In 1929, the American economy, and with it the world's, took a plunge into depression due to careless and rampant speculation in stocks. Many then thought capitalism would collapse and the way become clear for the seizing of power by the working class. The SPGB wrote about it in 1932 in a pamphlet called "Why Socialism Will Not Collapse". While much of the work cites previous examples of financial crises that did not spell the death of capitalism and then attempts to explain the then-current state of affairs, their argument is plainly stated up front:

"The basis of Capitalism is the private ownership of the land, the factories, the railways, and the rest of means of life. This is the root cause of poverty, insecurity and wars, and a whole host of other evils."

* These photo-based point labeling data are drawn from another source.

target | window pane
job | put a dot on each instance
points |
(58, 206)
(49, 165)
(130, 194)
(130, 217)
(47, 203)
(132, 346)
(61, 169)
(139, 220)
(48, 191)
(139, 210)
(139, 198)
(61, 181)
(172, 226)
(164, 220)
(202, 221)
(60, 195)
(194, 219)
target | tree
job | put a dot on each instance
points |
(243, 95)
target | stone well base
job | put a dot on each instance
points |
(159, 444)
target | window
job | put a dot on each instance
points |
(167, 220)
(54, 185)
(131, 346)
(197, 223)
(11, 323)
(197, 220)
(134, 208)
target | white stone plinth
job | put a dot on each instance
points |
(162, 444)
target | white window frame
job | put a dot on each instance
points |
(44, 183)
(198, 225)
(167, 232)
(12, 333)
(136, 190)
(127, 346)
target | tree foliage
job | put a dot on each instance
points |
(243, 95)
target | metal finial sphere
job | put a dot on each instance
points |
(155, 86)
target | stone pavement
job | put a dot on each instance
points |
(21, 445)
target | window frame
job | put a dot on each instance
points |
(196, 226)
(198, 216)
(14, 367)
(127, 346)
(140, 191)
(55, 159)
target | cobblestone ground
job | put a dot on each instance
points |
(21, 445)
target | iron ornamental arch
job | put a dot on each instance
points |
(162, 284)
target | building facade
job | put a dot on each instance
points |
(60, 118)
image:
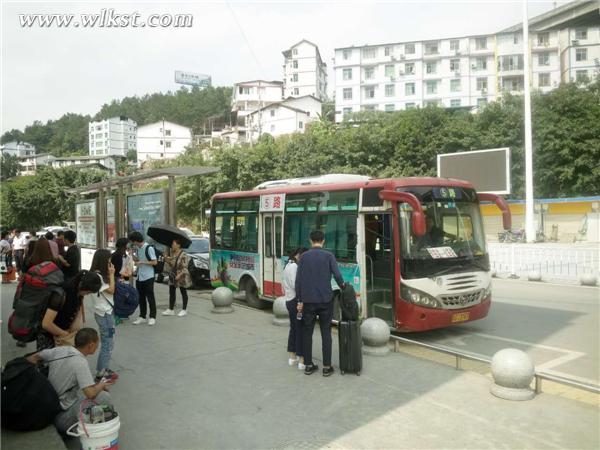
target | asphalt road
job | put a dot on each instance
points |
(557, 325)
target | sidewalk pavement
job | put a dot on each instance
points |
(209, 381)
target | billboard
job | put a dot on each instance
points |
(488, 170)
(192, 79)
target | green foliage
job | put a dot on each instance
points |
(31, 202)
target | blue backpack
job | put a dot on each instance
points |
(126, 299)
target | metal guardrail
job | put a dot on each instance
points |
(539, 376)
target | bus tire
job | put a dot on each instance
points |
(252, 298)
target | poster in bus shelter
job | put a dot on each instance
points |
(111, 224)
(85, 222)
(145, 209)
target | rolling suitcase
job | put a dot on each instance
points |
(350, 343)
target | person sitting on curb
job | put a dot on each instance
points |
(71, 378)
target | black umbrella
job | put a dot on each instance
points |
(166, 234)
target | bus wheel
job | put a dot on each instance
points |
(252, 298)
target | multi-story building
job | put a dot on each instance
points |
(304, 72)
(115, 137)
(162, 140)
(472, 70)
(18, 149)
(285, 117)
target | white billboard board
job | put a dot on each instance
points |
(488, 170)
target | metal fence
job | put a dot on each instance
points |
(551, 260)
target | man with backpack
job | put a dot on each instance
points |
(70, 376)
(145, 260)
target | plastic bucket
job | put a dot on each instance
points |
(99, 436)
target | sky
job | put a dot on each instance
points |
(47, 72)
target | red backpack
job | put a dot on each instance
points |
(31, 300)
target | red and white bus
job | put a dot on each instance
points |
(414, 248)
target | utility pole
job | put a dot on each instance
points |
(529, 208)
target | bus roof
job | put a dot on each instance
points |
(387, 183)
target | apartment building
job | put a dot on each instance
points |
(162, 140)
(115, 137)
(304, 72)
(469, 71)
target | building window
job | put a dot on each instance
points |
(544, 39)
(455, 85)
(544, 59)
(544, 79)
(480, 43)
(581, 33)
(482, 84)
(432, 48)
(370, 53)
(431, 87)
(581, 54)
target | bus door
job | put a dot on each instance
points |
(272, 239)
(379, 262)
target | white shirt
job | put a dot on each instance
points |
(289, 281)
(100, 300)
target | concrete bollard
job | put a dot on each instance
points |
(513, 372)
(375, 335)
(534, 275)
(222, 299)
(281, 317)
(588, 279)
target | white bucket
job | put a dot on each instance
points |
(100, 436)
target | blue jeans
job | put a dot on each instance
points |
(106, 327)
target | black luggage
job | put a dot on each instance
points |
(350, 343)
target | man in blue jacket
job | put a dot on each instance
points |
(313, 289)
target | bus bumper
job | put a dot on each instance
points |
(416, 318)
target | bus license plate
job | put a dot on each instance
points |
(460, 317)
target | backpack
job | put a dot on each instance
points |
(348, 303)
(29, 402)
(31, 300)
(126, 299)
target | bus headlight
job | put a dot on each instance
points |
(418, 297)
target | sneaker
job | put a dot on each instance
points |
(309, 370)
(328, 371)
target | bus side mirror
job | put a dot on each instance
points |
(418, 223)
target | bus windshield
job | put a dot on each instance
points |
(454, 240)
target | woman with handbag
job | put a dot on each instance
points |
(179, 277)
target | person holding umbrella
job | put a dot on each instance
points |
(179, 277)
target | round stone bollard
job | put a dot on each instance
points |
(534, 275)
(281, 317)
(375, 335)
(588, 279)
(222, 299)
(513, 372)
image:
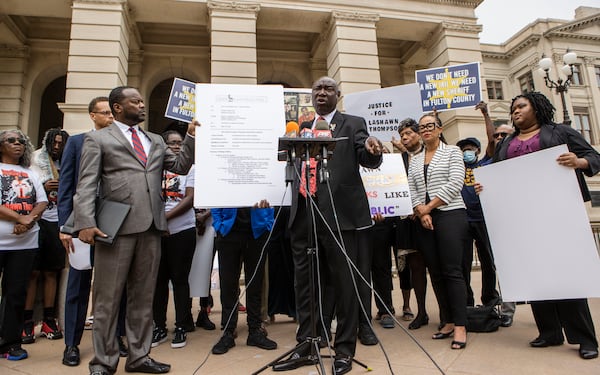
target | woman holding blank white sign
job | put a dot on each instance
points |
(532, 114)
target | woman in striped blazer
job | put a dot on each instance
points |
(435, 178)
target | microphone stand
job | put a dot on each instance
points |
(317, 147)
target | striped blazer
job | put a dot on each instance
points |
(445, 177)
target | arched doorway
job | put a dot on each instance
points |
(50, 115)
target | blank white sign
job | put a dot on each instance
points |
(539, 229)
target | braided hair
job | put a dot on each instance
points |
(25, 160)
(544, 110)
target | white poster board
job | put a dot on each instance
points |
(237, 144)
(202, 263)
(539, 229)
(387, 187)
(383, 109)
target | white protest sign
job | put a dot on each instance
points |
(387, 187)
(237, 145)
(383, 109)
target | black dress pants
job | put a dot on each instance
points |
(443, 249)
(15, 268)
(234, 249)
(489, 294)
(573, 315)
(335, 271)
(177, 252)
(382, 237)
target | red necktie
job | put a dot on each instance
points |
(313, 178)
(313, 174)
(137, 146)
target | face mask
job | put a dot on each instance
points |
(469, 156)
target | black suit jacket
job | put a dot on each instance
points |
(350, 198)
(69, 175)
(554, 135)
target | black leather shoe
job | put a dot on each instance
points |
(342, 365)
(588, 353)
(441, 335)
(506, 321)
(366, 336)
(203, 321)
(542, 343)
(71, 356)
(150, 366)
(296, 360)
(123, 350)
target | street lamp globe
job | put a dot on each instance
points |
(570, 57)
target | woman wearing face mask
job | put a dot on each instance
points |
(435, 178)
(477, 229)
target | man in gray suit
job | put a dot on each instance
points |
(123, 163)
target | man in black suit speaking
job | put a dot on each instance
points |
(351, 209)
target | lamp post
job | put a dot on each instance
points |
(561, 86)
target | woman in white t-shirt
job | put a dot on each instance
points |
(22, 202)
(177, 252)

In these two sentences we are assured that no matter what heights of greed or convoluted displays of smoke and mirrors the capitalist class achieves, and no matter how devastating their blunders may have on the short term conditions of the economy, the foundation of private property, and thus Capitalism itself, will remain intact so long as we continue to accept it. And by continuing to search for leaders and laws that will prevent economic calamity from ever happening again, as has happened after the many meltdowns of centuries past, we sadly ensure that it does happen, again and again! See, capitalism - no matter how bleak the outlook may seem, whether due to Peak Oil or endless war, or consumer debt – will remain as long as we allow it to by accepting its laws and playing its game. Only when the majority of the human species decides to reject the rule of property law, and the class that benefits from it, can Capitalism finally be defeated!